Doxing is one of the many strong-arm tactics that ransomware operations can use to leverage money out of the organizations that they target. If the ransom money being demanded isn’t paid, doxing
punishes the victim of the ransomware attack by publishing their sensitive information online for all the world to see. While the Clop ransomware gang did go silent for a while following the Ukrainian arrests, they have now published confidential data from an architect’s office and a farm equipment retailer.
Although neither of the group’s latest victims has made any public comments about their information being exposed, it is strongly believed that they were both the target of a ransomware attack from the Clop ransomware gang. This unfortunate turn of events serves as a troubling sign that recent arrests have done little to slow down the gang’s operations.
In a quote, cybersecurity firm Intel 471 said, “We do not believe that any core actors behind Clop were apprehended.
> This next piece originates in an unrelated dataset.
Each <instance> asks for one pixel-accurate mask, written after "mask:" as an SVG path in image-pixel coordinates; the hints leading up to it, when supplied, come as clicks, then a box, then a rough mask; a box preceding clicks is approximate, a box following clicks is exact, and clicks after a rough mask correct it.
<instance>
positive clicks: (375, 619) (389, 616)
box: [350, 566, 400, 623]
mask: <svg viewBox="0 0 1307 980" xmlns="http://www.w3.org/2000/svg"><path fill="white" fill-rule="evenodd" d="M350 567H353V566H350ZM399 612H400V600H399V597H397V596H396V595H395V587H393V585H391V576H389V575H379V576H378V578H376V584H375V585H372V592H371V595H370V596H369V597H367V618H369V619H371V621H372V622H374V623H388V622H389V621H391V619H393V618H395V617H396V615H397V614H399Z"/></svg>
The overall impact to Clop is expected to be minor, although this law enforcement attention may result in the Clop brand getting abandoned as we’ve recently seen with other ransomware groups like DarkSide and Babuk.”
As the frequency of ransomware attacks continues to rise, so does the creativity of the criminals employing these attacks. Doxing is just the latest example of a serious threat that such criminals can use in order to convince their targets to pay the demanded ransom. Moving forward, though, we are likely to see ransomware attacks that are given teeth through the threat of doxing become all the more common.